La bonne nouvelle c’est que ces démonstrations nous font comprendre certaines recommandations un peu abstruses des WCAG. Par exemple, pourquoi s’efforcer de mettre un texte unique sur chaque lien ? La réponse, qui ne m’était jamais apparue jusque-là, est qu’un handicapé moteur qui pilote son navigateur à la voix (par exemple avec Dragon NaturallySpeaking) peut accéder directement à la page liée en lisant le lien. Répéter dix fois "lire la suite" sur une page rend les liens moins maniables.
Quelques points qu’on a pu noter :
- Pour les aveugles, faire des pages plus claires, structurées et concises
- Pour les handicapés moteurs mettre des liens vers le haut de la page (faire défiler la page est un véritable calvaire quand la trackball est manipulée avec le menton)
- Mettre un texte différent sur chaque lien (voir ci-dessus)
- Réfléchir à d’autres moyens de mettre en évidence des champs de formulaire en erreur que ce qui se fait habituellement (un peu de dhtml et une boîte d’alerte ne suffisent plus)
Rencontres
Surtout, les journées de Braillenet sont l’endroit idéal pour faire des rencontres. La première fois c’est Tristan qui m’a fait l’honneur de papoter à bâtons rompus, sans oublier Elie Sloïm, Monsieur Veille (depuis dix ans, nous apprend Denis). Cette fois-ci, je suis assis à côté d’une dame sage et discrète qui, au détour d’une intervention micro, se révèle être rien moins que Monique Brunel, un des piliers de webmaster-hub !
Nous avons pu en cours de route rencontrer Matthieu Faure, Mathieu Froidure, d’Urbilog (société qui travaille sur un validateur d’accessibilité des sites, Ocawa, prometteur mais encore balbutiant), et quelques ergonomes très intéressants de FTRD, sans oublier le charmant et démonstratif anglais Jon Dodd de Bunnyfoot.
Nous sommes des éternels débutants
Comme la première fois, on ressort très humble de ce genre de manifestation : tout reste à faire, nous ne sommes qu’au tout début de la mise en conformité de nos sites (dans ma boîte comme dans toutes les autres) ; chaque handicap pose des questions particulières et de nouvelles solutions restent encore à trouver... Une double conclusion qui s’impose, conclusion que j’ai tentée de résumer au micro mais dont j’ai oublié le deuxième point [3] :
- On ne peut pas reprocher à un site d’être plus ou moins inaccessible [4] sans connaître les tenants et les aboutissants techniques. Souvent un site n’est que la partie émergée (et pas forcément prioritaire) d’un système informatique complexe et hétérogène.
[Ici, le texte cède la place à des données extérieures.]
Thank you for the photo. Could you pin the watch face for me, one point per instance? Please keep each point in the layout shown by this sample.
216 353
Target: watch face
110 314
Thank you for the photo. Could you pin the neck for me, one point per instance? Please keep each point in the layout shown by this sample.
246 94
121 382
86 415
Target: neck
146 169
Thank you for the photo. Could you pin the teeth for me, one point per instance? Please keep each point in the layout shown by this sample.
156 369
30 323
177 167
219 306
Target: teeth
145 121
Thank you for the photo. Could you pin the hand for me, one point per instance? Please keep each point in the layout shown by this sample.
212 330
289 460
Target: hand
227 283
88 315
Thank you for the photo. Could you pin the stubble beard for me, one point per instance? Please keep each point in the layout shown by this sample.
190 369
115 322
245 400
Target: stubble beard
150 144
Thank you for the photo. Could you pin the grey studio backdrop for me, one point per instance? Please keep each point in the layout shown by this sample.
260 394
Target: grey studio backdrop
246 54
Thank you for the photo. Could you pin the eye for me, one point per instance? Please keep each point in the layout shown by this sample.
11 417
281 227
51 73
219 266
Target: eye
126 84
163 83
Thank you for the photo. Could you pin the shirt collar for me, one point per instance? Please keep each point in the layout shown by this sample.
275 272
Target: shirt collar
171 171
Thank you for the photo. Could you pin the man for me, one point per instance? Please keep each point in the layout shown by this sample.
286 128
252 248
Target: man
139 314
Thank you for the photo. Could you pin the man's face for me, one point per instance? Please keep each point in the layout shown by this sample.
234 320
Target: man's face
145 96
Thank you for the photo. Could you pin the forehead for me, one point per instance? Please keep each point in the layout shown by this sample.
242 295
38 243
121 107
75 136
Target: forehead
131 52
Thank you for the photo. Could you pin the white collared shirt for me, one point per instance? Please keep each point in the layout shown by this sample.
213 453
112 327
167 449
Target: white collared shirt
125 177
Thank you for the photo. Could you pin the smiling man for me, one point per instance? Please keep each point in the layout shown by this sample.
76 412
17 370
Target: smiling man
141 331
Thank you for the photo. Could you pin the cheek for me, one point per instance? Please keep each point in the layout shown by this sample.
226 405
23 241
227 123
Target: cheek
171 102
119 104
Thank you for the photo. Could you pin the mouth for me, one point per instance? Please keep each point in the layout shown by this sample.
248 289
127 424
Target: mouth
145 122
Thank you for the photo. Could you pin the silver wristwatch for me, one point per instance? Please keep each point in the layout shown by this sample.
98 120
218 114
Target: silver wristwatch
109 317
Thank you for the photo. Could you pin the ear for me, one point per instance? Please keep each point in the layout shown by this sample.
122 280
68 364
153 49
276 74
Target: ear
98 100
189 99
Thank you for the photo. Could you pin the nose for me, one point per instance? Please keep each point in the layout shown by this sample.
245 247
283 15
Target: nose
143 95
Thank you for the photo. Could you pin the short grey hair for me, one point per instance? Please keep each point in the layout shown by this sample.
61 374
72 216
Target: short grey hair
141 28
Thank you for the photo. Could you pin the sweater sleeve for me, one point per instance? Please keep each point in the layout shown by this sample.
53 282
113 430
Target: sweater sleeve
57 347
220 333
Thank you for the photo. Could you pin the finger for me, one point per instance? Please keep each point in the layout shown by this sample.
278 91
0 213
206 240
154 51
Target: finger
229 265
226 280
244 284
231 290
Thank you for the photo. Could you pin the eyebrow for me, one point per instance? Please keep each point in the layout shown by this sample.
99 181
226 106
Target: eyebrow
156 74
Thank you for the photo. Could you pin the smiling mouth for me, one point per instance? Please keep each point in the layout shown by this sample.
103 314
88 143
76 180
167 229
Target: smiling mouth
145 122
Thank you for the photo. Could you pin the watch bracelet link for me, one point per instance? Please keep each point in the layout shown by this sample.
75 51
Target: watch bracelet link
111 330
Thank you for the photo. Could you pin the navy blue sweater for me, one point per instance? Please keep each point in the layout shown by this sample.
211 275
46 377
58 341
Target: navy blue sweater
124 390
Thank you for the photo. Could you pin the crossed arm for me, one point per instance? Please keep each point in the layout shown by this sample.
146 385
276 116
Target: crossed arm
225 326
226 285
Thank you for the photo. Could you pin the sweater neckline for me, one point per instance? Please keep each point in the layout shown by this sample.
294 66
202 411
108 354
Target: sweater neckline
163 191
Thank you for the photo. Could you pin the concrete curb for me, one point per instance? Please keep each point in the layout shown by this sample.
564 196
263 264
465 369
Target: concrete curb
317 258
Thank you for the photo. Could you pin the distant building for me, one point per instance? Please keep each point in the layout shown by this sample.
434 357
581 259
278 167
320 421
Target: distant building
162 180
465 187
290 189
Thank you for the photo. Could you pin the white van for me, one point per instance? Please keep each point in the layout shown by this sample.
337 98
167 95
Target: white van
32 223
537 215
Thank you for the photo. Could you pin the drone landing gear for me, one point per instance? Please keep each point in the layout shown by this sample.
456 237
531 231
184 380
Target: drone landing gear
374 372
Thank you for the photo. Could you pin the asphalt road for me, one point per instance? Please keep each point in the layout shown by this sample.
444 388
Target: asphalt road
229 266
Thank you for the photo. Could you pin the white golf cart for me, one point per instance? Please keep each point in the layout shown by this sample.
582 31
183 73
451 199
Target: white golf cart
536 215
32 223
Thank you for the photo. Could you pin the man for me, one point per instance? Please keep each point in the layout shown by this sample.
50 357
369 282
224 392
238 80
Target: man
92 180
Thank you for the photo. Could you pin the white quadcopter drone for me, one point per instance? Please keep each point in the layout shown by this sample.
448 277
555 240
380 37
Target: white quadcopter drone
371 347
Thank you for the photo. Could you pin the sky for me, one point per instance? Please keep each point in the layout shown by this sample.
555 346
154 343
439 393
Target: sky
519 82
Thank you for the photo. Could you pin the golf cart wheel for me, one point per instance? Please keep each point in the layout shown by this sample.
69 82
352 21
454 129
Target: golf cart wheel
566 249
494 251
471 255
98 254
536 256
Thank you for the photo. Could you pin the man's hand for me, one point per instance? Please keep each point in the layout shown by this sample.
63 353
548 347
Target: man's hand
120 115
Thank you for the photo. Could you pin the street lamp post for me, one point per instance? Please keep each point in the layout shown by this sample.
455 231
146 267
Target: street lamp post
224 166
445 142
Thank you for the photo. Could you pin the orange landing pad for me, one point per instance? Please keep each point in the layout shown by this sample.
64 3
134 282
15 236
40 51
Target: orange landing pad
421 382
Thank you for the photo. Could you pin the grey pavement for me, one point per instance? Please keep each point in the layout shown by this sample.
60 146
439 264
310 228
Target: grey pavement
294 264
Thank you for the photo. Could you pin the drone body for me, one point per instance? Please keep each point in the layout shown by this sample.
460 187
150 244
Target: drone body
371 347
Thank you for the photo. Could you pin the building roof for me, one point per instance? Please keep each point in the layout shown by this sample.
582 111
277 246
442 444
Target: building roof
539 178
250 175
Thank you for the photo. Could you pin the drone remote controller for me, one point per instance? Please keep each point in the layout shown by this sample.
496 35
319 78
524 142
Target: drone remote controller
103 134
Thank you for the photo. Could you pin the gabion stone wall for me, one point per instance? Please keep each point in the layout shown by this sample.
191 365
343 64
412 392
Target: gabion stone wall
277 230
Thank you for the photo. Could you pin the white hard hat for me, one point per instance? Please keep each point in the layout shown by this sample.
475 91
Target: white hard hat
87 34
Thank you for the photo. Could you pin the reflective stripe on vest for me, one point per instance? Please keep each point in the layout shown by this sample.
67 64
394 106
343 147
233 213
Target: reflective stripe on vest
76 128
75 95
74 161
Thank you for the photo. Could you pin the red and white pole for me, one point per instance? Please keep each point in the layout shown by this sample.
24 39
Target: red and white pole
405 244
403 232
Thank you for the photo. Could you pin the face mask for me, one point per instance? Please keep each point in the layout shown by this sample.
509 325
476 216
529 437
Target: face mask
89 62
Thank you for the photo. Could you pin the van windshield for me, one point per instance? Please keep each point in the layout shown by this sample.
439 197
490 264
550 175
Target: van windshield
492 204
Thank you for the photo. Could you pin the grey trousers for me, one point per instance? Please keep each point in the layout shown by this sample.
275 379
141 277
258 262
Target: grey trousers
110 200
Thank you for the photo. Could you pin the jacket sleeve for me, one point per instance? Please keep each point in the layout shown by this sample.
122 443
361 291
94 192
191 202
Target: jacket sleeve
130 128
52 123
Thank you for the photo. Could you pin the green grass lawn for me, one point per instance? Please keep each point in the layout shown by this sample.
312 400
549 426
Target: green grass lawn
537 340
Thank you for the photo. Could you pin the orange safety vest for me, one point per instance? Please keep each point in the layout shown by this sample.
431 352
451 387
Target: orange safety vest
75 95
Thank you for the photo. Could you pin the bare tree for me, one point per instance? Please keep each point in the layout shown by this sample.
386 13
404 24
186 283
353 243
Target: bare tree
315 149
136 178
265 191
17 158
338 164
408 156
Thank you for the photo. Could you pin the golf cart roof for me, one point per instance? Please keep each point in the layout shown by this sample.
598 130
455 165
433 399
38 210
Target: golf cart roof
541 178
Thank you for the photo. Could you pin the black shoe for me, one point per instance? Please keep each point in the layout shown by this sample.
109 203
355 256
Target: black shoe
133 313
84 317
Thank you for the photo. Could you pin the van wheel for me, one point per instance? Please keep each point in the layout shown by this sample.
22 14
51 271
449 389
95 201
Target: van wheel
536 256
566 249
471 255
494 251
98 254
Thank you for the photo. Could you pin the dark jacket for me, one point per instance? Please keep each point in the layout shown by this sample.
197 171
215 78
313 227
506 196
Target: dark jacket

- Que faire pour être accessible quand certaines recommandations favorisant un handicap en pénalisent un autre au passage ? Simplement, il faut faire preuve de bon sens. Tester, encore et toujours. Et trouver la moyenne mesure la plus satisfaisante (la "moins pire", comme on dit chez nous).
Comme d’habitude, c’est une affaire de mesure. On ne le répétera jamais assez : faire du code valide, c’est déjà le rendre à 50% accessible. Pour le reste, ne jamais, jamais se reposer sur ses lauriers. Encore aujourd’hui, malgré son apparente maturité, le web s’invente au jour le jour.